Python API¶

winml-cli can be used as a Python library for programmatic model building and inference. This page documents the public API surface.

Quick Example¶

from winml.modelkit import WinMLAutoModel

# Build and load in one call
model = WinMLAutoModel.from_pretrained("microsoft/resnet-50", device="npu")
output = model(pixel_values=images)

# From a local ONNX file
model = WinMLAutoModel.from_onnx("model.onnx", task="image-classification")

`WinMLAutoModel`¶

Factory class for automatic model building and loading. Not instantiable directly — use the class methods.

`from_pretrained()`¶

Build and load a model from a HuggingFace ID or local path. Runs the full pipeline: config → export → optimize → quantize → compile → load.

WinMLAutoModel.from_pretrained(
    model_id_or_path: str | Path,
    *,
    task: str | None = None,
    config: WinMLBuildConfig | None = None,
    device: str = "auto",
    precision: str = "auto",
    cache_dir: str | Path | None = None,
    use_cache: bool = True,
    force_rebuild: bool = False,
    trust_remote_code: bool = False,
    shape_config: dict | None = None,
    no_compile: bool = False,
) -> WinMLPreTrainedModel

Parameter	Type	Default	Description
`model_id_or_path`	`str \\| Path`	required	HuggingFace model ID or path to local model.
`task`	`str \\| None`	`None`	Task name. Auto-detected if omitted.
`config`	`WinMLBuildConfig \\| None`	`None`	Custom build config. Auto-generated if omitted.
`device`	`str`	`"auto"`	Target device: `"auto"`, `"npu"`, `"gpu"`, `"cpu"`.
`precision`	`str`	`"auto"`	Precision: `"auto"`, `"fp32"`, `"fp16"`, `"w8a8"`, etc.
`cache_dir`	`str \\| Path \\| None`	`None`	Cache directory for built artifacts.
`use_cache`	`bool`	`True`	Reuse cached build if available.
`force_rebuild`	`bool`	`False`	Force rebuild even if cache exists.
`trust_remote_code`	`bool`	`False`	Trust remote code from HuggingFace.
`no_compile`	`bool`	`False`	Skip the compilation stage.
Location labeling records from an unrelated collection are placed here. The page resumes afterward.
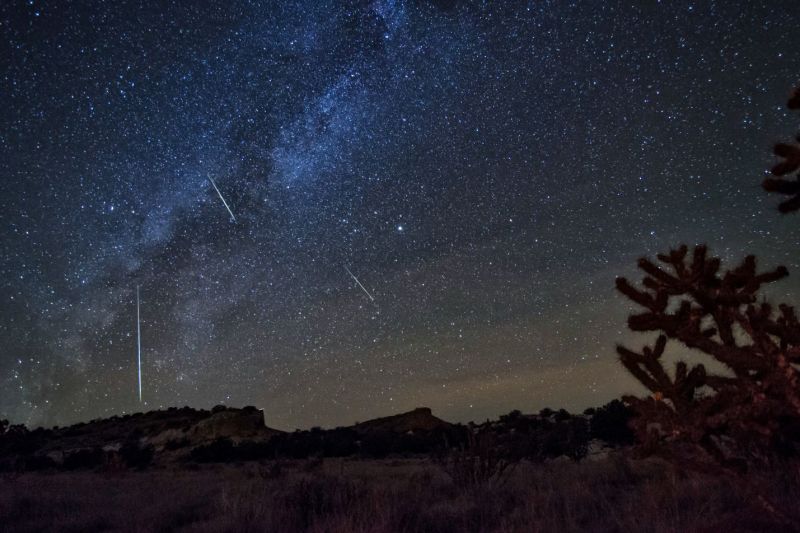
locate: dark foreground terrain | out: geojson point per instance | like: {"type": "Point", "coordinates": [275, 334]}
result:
{"type": "Point", "coordinates": [606, 493]}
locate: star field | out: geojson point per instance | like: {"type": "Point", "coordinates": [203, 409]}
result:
{"type": "Point", "coordinates": [485, 170]}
Returns: A task-specific WinMLPreTrainedModel subclass.

`from_onnx()`¶

Build from a pre-exported ONNX file. Runs: optimize → quantize → compile → load.

WinMLAutoModel.from_onnx(
    onnx_path: str | Path | dict[str, str | Path],
    *,
    task: str | None = None,
    config: WinMLBuildConfig | None = None,
    device: str = "auto",
    precision: str = "auto",
    ep: str | None = None,
    cache_dir: str | Path | None = None,
    use_cache: bool = True,
    force_rebuild: bool = False,
    skip_build: bool = False,
    session_options: Any | None = None,
    hf_config: PretrainedConfig | None = None,
    **kwargs: Any,
) -> WinMLPreTrainedModel | WinMLCompositeModel

Parameter	Type	Default	Description
`onnx_path`	`str \\| Path \\| dict`	required	ONNX file path, or dict of submodel paths for composite models.
`skip_build`	`bool`	`False`	Load ONNX directly without running optimize/quantize/compile.
`hf_config`	`PretrainedConfig \\| None`	`None`	Required for composite models (dict inputs).

`supported_tasks()`¶

WinMLAutoModel.supported_tasks() -> list[str]
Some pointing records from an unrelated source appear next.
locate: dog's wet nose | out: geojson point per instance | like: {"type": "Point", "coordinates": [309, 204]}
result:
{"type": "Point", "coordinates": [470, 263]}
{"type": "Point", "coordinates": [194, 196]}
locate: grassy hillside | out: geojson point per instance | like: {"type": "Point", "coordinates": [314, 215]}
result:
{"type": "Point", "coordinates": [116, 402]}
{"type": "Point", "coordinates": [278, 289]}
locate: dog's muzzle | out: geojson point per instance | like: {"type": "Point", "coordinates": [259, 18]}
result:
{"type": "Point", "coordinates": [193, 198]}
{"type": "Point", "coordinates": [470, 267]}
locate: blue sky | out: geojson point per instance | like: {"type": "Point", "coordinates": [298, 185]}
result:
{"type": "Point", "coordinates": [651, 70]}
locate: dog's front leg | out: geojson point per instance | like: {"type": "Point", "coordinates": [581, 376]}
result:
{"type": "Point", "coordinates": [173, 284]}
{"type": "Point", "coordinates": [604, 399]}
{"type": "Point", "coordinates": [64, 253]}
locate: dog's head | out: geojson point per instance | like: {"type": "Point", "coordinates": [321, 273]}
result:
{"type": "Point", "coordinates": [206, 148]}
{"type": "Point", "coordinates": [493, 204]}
Returns all task strings with dedicated inference classes (16 tasks).

Build Pipeline Functions¶

Lower-level functions for fine-grained control over the pipeline.

`build_hf_model()`¶

from winml.modelkit.build import build_hf_model

result = build_hf_model(
    config: WinMLBuildConfig,
    output_dir: Path,
    *,
    model_id: str | None = None,
    pytorch_model: nn.Module | None = None,
    rebuild: bool = False,
    trust_remote_code: bool = False,
    random_init: bool = False,
    cache_key: str | None = None,
    ep: str | None = None,
    device: str | None = None,
    **kwargs: Any,
) -> BuildResult

Runs the full pipeline (export → optimize → analyze → quantize → compile) and writes all artifacts to output_dir.

`build_onnx_model()`¶

from winml.modelkit.build import build_onnx_model

result = build_onnx_model(
    onnx_path: Path | str,
    *,
    config: WinMLBuildConfig,
    output_dir: Path | str,
    rebuild: bool = False,
    ep: str | None = None,
    device: str | None = None,
    **kwargs: Any,
) -> BuildResult

Builds from an existing ONNX file (skips export).

`BuildResult`¶

@dataclass
class BuildResult:
    output_dir: Path           # Directory containing all artifacts
    final_onnx_path: Path      # Path to final model.onnx
    config_path: Path          # Path to winml_build_config.json
    stages_completed: list[str]  # e.g., ["export", "optimize", "quantize"]
    stages_skipped: list[str]
    stage_timings: dict[str, float]  # Per-stage seconds
    elapsed: float             # Total build time (seconds)
    reused: bool               # True if cache hit, no build ran
    manifest_path: Path | None # Path to build_manifest.json

Config Generation¶

`generate_build_config()`¶

from winml.modelkit.config import generate_build_config

config = generate_build_config(
    model_id: str | None = None,
    *,
    task: str | None = None,
    model_class: str | None = None,
    model_type: str | None = None,
    module: str | None = None,
    override: WinMLBuildConfig | None = None,
    shape_config: dict | None = None,
    library_name: str = "transformers",
    device: str = "auto",
    precision: str = "auto",
    trust_remote_code: bool = False,
    ep: str | None = None,
    onnx_path: str | Path | None = None,
) -> WinMLBuildConfig | list[WinMLBuildConfig]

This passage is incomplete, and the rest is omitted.